Meet a traditional editor who understands how media is changing

When I first started reading Louis Hochman’s column, I thought, “Oh, gee, here we go again: more whining from the cranky old journalist brigade.” He starts:

Well, it seems like the future of journalism-as-we-know-it may be safe after all. At least, that’s what I glean from our absurdly unscientific reader poll this week.

We asked readers what they think of blogs, as alternatives to traditional media. …

Not a promising beginning.

I’m glad I read to the end.

But if the rise of the blogs has taught those of us in the traditional media anything, it’s that there’s a value in everyday discourse we’ve long ignored. The long-standing practice of grabbing a man on the street for a quick soundbite provides for some nice window-dressing on a story, but most conventional news outlets have always depended on the muckety-mucks, talking heads and power brokers for meaningful dialogue. The enthusiasm with which the user-generated media has exploded reminds us just how much conversation has been going on beyond our earshot, and how anxious those typically ignored have been to have their say.

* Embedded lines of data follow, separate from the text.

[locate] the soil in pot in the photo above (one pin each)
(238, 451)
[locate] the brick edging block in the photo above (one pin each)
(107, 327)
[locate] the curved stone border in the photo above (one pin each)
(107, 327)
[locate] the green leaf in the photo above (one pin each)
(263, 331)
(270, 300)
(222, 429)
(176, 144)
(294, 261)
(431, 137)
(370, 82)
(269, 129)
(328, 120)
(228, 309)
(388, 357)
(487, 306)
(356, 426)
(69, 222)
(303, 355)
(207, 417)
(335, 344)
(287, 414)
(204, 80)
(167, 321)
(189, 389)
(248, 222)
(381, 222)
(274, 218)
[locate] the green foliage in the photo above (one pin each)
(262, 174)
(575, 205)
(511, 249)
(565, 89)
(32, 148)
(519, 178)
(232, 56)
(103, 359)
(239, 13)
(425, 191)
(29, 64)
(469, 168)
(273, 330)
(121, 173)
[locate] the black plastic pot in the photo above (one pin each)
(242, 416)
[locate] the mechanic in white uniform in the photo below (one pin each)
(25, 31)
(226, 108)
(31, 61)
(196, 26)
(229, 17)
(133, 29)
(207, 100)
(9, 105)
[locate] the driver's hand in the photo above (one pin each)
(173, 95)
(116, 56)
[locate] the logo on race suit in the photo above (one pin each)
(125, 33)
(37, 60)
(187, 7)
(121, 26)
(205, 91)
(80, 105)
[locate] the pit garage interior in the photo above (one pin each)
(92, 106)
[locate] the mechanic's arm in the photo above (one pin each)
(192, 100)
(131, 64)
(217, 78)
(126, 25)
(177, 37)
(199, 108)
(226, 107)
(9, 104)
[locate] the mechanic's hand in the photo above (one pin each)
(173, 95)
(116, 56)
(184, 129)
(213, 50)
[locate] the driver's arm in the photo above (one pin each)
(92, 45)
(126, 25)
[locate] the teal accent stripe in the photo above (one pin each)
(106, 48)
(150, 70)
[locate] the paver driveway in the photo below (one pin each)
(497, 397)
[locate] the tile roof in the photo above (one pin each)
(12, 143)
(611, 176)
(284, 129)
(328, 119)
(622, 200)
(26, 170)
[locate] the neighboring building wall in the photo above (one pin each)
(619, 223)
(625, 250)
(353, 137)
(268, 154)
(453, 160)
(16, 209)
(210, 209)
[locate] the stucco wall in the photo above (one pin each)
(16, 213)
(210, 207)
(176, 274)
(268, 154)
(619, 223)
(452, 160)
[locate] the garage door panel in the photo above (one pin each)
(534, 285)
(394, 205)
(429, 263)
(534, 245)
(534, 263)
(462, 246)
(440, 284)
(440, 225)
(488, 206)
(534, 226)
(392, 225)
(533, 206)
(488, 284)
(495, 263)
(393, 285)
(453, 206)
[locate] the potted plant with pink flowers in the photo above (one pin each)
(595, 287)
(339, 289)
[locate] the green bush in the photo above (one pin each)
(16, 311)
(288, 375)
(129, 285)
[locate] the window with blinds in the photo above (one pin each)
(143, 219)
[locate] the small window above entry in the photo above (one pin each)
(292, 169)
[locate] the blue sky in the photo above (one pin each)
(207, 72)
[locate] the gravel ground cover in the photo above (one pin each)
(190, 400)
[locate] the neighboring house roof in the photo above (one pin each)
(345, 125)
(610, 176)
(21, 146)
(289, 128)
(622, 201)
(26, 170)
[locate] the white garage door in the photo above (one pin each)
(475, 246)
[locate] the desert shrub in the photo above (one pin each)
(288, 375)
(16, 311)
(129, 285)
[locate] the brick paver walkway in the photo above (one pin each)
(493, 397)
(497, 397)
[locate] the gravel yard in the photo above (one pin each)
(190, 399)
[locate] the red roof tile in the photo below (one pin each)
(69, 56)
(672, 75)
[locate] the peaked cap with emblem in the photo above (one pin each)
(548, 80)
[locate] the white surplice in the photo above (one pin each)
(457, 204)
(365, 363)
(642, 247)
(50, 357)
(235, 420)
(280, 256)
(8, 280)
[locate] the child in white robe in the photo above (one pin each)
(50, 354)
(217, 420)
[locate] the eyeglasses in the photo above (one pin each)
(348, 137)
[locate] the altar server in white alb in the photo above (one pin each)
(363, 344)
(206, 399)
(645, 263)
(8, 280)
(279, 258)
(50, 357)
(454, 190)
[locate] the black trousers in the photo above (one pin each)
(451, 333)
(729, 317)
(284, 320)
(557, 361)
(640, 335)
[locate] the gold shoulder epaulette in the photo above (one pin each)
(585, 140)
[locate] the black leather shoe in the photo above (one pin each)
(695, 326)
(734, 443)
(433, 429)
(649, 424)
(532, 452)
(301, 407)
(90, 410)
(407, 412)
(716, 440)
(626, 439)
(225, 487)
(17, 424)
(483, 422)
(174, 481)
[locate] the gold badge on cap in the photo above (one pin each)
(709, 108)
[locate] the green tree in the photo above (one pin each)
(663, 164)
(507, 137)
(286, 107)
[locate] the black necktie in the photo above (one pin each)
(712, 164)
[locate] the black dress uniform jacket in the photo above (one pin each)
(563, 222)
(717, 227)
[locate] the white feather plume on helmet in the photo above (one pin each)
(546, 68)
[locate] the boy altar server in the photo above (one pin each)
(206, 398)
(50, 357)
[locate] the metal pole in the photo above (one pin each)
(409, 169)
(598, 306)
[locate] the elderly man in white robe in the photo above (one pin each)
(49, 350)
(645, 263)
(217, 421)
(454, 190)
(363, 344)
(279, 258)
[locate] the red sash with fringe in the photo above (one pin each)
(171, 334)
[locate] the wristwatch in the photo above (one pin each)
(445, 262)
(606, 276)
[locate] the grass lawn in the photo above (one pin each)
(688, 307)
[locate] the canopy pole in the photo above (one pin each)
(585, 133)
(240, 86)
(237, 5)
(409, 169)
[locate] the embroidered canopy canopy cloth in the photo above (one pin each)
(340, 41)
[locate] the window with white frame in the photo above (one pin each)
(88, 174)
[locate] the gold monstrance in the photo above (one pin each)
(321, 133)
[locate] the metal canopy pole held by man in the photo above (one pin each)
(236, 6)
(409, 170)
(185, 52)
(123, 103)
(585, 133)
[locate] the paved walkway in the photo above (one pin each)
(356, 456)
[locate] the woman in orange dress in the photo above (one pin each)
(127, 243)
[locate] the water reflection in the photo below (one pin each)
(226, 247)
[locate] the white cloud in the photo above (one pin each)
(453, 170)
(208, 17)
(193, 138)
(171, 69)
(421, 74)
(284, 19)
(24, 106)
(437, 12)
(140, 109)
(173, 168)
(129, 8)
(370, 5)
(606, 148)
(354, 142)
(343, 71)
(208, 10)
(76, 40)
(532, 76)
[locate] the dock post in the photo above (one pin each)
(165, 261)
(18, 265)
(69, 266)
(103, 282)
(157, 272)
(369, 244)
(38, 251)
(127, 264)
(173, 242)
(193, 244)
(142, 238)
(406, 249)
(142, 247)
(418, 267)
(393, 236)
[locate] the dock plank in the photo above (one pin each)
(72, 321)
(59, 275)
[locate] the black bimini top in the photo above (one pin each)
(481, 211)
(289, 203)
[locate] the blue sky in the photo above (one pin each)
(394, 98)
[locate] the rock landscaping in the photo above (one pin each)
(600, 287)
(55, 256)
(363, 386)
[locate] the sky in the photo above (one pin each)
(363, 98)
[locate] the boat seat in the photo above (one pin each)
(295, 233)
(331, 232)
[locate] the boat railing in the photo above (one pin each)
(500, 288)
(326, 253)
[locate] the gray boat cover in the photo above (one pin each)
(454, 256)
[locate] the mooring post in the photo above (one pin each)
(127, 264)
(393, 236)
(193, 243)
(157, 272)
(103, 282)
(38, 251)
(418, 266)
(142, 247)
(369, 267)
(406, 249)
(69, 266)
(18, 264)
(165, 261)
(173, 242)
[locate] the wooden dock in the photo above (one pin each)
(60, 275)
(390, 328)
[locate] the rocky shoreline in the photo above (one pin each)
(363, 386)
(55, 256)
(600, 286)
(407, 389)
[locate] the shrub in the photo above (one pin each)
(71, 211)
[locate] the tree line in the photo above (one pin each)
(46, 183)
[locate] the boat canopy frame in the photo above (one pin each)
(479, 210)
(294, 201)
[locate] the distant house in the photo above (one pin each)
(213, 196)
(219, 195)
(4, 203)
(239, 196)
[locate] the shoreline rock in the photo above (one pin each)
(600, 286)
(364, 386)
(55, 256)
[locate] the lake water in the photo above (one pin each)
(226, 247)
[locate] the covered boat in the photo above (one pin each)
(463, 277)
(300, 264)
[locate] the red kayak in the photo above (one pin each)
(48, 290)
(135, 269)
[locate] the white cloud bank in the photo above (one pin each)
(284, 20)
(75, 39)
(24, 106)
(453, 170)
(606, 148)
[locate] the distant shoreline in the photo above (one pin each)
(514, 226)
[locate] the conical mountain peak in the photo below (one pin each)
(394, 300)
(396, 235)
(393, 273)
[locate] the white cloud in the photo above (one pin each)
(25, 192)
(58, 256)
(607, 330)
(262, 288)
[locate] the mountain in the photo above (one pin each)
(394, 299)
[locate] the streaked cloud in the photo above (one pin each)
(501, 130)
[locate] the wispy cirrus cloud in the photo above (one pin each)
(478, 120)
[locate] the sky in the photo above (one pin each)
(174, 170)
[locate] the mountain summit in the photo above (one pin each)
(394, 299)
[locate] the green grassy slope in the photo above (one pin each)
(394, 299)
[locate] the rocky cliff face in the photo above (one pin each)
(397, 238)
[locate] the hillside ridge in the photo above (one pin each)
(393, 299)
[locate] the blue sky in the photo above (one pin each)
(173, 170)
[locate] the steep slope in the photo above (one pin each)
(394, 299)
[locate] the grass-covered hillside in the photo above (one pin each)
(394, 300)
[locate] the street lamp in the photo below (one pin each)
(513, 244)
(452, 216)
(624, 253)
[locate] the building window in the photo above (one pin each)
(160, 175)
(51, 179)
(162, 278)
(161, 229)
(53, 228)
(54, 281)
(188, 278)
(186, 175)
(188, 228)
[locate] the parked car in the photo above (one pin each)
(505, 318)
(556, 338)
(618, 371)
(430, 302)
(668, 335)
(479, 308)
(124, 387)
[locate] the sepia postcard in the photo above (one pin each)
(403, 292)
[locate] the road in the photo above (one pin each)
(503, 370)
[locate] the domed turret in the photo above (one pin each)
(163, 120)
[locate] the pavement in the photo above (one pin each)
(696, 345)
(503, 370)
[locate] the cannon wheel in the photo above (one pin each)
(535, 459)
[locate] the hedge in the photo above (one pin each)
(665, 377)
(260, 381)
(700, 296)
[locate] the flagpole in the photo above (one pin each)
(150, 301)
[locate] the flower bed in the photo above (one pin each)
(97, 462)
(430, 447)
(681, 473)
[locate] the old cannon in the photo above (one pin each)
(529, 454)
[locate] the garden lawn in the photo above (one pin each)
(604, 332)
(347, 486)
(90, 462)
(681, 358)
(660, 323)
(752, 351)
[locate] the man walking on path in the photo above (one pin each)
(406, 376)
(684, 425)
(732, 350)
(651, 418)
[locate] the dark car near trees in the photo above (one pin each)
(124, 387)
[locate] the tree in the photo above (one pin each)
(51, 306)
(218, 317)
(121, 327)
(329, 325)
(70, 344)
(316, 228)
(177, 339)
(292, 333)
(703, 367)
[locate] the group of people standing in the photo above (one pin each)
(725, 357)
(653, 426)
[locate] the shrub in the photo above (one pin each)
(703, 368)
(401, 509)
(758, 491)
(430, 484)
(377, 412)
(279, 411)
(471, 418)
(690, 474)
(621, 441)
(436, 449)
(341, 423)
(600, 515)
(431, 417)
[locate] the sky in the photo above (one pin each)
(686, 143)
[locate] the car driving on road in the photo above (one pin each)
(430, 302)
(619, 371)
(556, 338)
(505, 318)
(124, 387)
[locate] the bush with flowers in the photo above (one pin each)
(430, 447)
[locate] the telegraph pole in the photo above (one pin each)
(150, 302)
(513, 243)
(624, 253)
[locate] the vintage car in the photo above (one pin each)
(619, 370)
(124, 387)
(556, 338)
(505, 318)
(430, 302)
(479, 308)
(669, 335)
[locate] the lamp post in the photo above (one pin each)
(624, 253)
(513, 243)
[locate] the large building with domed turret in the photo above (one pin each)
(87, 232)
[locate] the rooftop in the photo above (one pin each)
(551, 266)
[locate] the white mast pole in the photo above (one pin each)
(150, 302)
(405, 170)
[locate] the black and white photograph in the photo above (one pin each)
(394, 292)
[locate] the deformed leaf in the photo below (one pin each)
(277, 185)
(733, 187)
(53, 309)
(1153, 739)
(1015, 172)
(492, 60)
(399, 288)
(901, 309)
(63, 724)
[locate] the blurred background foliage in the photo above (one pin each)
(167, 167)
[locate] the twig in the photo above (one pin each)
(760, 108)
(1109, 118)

Some people say the media as we know it is bound to die off. I say it’s bound to evolve. We’ll see a point where new media eclipses old, for just a small while – and it becomes clearer than ever just what the traditionalists had to offer. It’s on the pendulum’s backswing, when we learn to incorporate the best of tomorrow’s journalism with the best of yesterday’s, that things will get truly interesting. I, for one, can’t wait for it to happen.

Obviously, Mr. Hochman gets it. I think he summed up well a few of the valuable contributions blogs and other UGC offers to media and journalism. He’s gotten more than the surface value, but the nuance, too.